Austin James Smith (born March 6, 1989) is an American football coach who is currently the offensive coordinator for the St. Louis Battlehawks of the United Football League (UFL).

==Early life==
Smith grew up in Shreveport, Louisiana. He played for Doug Pederson at Calvary Baptist Academy.

==Coaching career==
Smith started coaching football in 2008 at the age of 19. As a coordinator, Smith's offenses have set numerous national and league records and featured All-American quarterbacks and receivers.

===TSL Conquerors===
On Fox Sports 1 in 2021, Smith was the offensive coordinator for The Spring League Conquerors led by head coach Jerry Glanville. The Conquerors had a 4–2 record, were second in scoring offense and first in total passing yards. They gave the eventual league champions their only loss of the season, putting up 39 points against them.

===Houston Roughnecks===
Smith was an assistant coach in 2020 for the Houston Roughnecks under head coach June Jones. Houston would go 5–0 until the league shutdown operations. Smith would return to the Roughnecks in 2023 this time as the offensive coordinator under new head coach Wade Phillips. Smith became known for his play calls such as “GTFO” and the ability to check to each player using the headset technology.
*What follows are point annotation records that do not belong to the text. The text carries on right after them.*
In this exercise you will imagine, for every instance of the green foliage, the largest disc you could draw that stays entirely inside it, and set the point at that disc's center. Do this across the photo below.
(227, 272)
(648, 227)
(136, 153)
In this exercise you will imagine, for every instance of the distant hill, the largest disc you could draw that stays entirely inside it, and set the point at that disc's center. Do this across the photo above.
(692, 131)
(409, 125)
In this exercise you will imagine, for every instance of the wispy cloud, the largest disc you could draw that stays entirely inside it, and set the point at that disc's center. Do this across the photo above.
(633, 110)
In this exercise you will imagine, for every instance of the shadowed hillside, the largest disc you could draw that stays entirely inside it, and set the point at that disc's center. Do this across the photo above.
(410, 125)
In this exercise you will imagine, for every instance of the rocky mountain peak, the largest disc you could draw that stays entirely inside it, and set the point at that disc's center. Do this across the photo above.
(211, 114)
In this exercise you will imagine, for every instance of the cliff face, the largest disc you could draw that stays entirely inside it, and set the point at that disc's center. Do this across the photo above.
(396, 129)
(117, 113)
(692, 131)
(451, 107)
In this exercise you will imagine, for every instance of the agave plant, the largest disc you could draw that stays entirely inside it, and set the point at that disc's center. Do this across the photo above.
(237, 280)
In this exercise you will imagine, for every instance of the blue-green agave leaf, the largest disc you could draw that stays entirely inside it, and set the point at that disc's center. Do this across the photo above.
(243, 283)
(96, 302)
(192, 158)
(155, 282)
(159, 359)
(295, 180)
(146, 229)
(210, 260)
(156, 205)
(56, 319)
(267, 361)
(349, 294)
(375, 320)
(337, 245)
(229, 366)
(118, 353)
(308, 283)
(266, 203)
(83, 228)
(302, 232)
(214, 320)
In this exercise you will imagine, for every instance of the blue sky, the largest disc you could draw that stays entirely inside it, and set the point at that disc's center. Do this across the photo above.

Smith's offense executed the first and only double forward pass of the 2023 season for a touchdown that was named after the late Mike Leach.

===San Antonio Brahmas===
Smith was re-hired by Wade Phillips in the newly merged league of the XFL and USFL, the UFL. Smith was the offensive coordinator of the San Antonio Brahmas.

On April 9, 2025, Smith stepped down as offensive coordinator for the Brahmas. In a later interview, Smith explained that he had lost an internal power struggle that had developed due to Phillips's extended absences and declining health, and that the team's front office had vetoed Smith's attempts to sign A. J. McCarron as quarterback and had pressured Smith to abandon the offensive strategies that had made the Brahmas successful.

===St. Louis Battlehawks and Colorado Buffaloes===
On January 16, 2026, Smith concurrently accepted the offensive coordinator position with the UFL's St. Louis Battlehawks and the quarterbacks coach with the Colorado Buffaloes football team. Because of the separate seasons for each team, Smith will be able to hold both jobs simultaneously, a situation similar to that of DC Defenders head coach Shannon Harris. His signing with the Battlehawks reunites Smith with Brandon Silvers, whom Smith had also coached with the Roughnecks.